Verizon Wireless announced late Thurs. it was the winning bidder for a N.Y. spectrum license sold by NextWave. Verizon said it paid $930 million for the 10 MHz license -- the minimum, or reserve, price set for the license before the sale. The announcement ends speculation the license might sell well above the reserve price. It provides spectrum in the 1.9 GHz PCS frequency in the nation’s largest market. MetroPCS bought the two 10 MHz licenses for sale in Fla. -- in Sarasota-Bradenton, and Tampa-St. Petersburg-Clearwater at the reserve prices, for a total of $43.5 million. No buyer met the reserve price in Denver, Portland, Ore., and Tulsa, and NextWave will reclaim those licenses. “We're extremely pleased with the results,” said NextWave CEO Allen Salmasi. “Adding nearly $575 million of net proceeds to the company’s balance sheet will greatly strengthen our financial position and will give us ample funds to pay our remaining creditors and complete the Chapter 11 reorganization process.”
FCC Chmn. Powell is proposing an 800 MHz rebanding plan that would require Nextel to pay for public safety retuning, but not the value of the spectrum itself, unlike an earlier proposal that had been floated, sources said Wed. The order also would require Nextel to provide an additional 2 MHz at 800 MHz as a buffer for public safety communications, a proposal made by the carrier in June.

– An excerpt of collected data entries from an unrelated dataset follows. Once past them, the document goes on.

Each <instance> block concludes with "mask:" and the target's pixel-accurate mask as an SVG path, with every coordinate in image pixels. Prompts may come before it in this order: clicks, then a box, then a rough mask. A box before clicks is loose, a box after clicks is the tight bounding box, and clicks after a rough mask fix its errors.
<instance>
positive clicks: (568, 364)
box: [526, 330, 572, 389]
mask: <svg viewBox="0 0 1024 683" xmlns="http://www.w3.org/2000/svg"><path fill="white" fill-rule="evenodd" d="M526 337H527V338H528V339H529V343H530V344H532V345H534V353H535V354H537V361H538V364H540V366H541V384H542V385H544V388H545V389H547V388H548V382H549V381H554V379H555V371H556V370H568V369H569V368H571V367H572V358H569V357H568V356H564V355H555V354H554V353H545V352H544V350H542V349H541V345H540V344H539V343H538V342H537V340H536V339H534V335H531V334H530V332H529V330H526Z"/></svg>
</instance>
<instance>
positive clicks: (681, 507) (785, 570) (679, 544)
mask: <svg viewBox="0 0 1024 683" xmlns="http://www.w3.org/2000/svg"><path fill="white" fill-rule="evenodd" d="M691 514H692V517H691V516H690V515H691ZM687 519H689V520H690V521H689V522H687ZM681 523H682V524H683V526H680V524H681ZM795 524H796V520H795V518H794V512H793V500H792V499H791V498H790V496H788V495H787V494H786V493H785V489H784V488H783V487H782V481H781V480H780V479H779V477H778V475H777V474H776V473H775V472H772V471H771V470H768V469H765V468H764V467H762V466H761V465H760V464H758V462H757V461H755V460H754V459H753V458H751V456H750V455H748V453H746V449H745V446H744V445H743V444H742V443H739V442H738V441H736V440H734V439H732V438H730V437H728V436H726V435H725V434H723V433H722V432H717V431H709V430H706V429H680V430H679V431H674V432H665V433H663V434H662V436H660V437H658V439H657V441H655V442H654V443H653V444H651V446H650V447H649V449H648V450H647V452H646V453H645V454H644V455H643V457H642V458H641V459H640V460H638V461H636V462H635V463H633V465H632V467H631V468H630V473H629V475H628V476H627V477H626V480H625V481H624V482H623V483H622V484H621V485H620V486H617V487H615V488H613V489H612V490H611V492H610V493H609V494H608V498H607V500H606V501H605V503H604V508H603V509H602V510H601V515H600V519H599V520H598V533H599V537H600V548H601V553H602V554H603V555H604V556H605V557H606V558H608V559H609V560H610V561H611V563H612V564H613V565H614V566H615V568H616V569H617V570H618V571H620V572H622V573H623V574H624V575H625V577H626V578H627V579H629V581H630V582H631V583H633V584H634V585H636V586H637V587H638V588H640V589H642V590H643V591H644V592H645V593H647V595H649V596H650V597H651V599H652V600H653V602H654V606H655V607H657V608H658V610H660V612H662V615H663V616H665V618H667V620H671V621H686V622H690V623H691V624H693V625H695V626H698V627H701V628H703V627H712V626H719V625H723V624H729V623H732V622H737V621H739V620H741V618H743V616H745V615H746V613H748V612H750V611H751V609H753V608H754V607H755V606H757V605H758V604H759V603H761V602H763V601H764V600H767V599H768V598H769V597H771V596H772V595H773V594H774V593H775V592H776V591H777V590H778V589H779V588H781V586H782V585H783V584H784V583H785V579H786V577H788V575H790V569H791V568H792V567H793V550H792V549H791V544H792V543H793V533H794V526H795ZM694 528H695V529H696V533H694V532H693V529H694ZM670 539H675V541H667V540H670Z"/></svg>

The FCC is poised to take on 3 significant wireless items today (Thurs.), even as the Nextel rebanding order appears bound to seize the headlines at the Commission’s monthly meeting. If all goes as planned FCC will hand down orders designed to encourage wireless carriers to invest in rural communities, promote greater use of smart antennas, and promote a vibrant secondary market for spectrum.
The deadline for submitting bids in NextWave’s private auction, scheduled for Thurs., came and went Tues. without a decision from the FCC that Nextel would get the 1.9 GHz spectrum it has been seeking. That was a potentially negative development for Nextel, which had pushed for a decision prior to the deadline. The FCC last week put a Nextel order on its agenda for Thurs.’s Commission meeting.
The FCC sent a clear signal last week that it will conduct a thorough investigation of the Cingular-AT&T Wireless merger, sending both companies a 12-page letter late Thurs. raising questions that probe fine points of the merger. Observers viewed the letter as a sign that the FCC may look at the merger more closely than had been thought, rather than leaving the more careful analysis to the Dept. of Justice (DoJ).